- Greenfield Plantation
- U.S. National Register of Historic Places
- Location: E of Edenton on SR 1109, near Somerset, North Carolina
- Coordinates: 36°3′13″N 76°26′33″W﻿ / ﻿36.05361°N 76.44250°W
- Area: 9 acres (3.6 ha)
- Built: 1752, c. 1840
- Architectural style: Greek Revival, Georgian
- NRHP reference No.: 76001316
- Added to NRHP: May 6, 1976

= Greenfield Plantation =

Historic house in North Carolina, United States

Greenfield Plantation is a historic plantation house located near Somer, near Edenton, Chowan County, North Carolina. It was built about 1752, and is a two-story, five-bay-by-two-bay, T-shaped Georgian-style frame dwelling. It features a full-width, double porch. The interior was remodeled in the Greek Revival-style about 1840. It was listed on the National Register of Historic Places in 1976 as a privately owned residence.

The plantation is one of twenty six places located in Chowan County that are on the National Register of Historic Places. It is located on the north shore of the Albemarle Sound, 14 miles east of Edenton. The owner of the plantation on the nomination form for the National Register of Historic Places is listed as being Thomas Benbury Wood and the building was nominated due to its architectural significance.

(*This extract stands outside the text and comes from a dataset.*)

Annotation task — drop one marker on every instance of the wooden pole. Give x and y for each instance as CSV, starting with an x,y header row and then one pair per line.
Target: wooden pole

In the mid nineteenth century Greenfield Plantation was owned by businessman Edward Wood, who purchased the property from Richard Benbury Creecy. Some of the 1,934 acres was used for agriculture (wheat, oats and corn) and farming (cattle, sheep and pigs) and a fishery was established. Edward's other business interests included a sawmill, another fishery and a steam mill. In 1860 he is listed as being the owner of 46 enslaved people.

Greenfield Plantation is associated with Hayes Plantation, as both were owned by Edward Wood, after he inherited Hayes Plantation from James Cathcart Johnston, a descendant of Samuel Johnston. A collection known as the Hayes Collection is held by the University of North Carolina with artefacts from the Johnston and Wood families.

The owner prior to Edward Wood, Richard Benbury Creecy was born at Greenfield Plantation and purchased his siblings stake in the property in 1837. He later became a newspaper editor.